Adele Roberts and James Haskell undergo a Bushtucker Trial
Rather them than us ... Adele Roberts and James Haskell undergo a Bushtucker Trial. Photograph: James Gourley/ITV/Rex/Shutterstock

This year is already a vintage season. The celebs are, in fact, Celebrities, including former footballer Ian Wright, Girls Aloud star Nadine Coyle and the doyenne of America’s first reality family, Caitlyn Jenner. The Bushtucker Trials haven’t even begun but there have already been tears and tantrums – most notably Wright cradling the snivelling face of comedian Andrew Maxwell, softly entreating him to “don’t cry please” over their loss of a roast dinner, while former rugby player James Haskell has been accusing the show of rigging a trial by placing a crab that is too large into a box containing a winning star. It is life through the looking glass, filmed.

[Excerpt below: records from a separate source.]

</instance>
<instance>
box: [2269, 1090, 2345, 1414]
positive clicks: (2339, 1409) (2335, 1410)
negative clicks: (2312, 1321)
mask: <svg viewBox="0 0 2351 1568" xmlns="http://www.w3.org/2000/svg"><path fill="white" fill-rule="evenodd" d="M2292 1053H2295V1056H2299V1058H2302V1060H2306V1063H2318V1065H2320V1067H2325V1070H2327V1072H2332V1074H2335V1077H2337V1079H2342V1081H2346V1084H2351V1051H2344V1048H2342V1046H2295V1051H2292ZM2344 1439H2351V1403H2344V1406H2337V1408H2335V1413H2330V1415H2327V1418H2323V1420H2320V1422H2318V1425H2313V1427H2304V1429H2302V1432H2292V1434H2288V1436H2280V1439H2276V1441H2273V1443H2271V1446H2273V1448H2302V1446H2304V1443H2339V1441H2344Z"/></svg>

Hosts of this live chaos, Britain’s favourite cheeky chappies Ant and Dec, have also been reunited this season after Ant’s sojourn in rehab last year. It is a format they are perfectly suited to – less twee than Britain’s Got Talent, more focused than Saturday Night Takeaway – but, most perfectly, they barely disguise how they channel the viewers’ glee and disgust in watching on as the celebs undergo trials. Their giggling is our giggling, and their dry-heaving is ours, too.

With campaigning for the general election under way and political divisions at fever pitch, I’m A Celeb is the perfect conduit for our anguish at everything that is seemingly wrong in the world – a reality we can strangely understand. So, why not get voting for something you can influence: which celeb will be eating this year’s plate of bull’s testicles?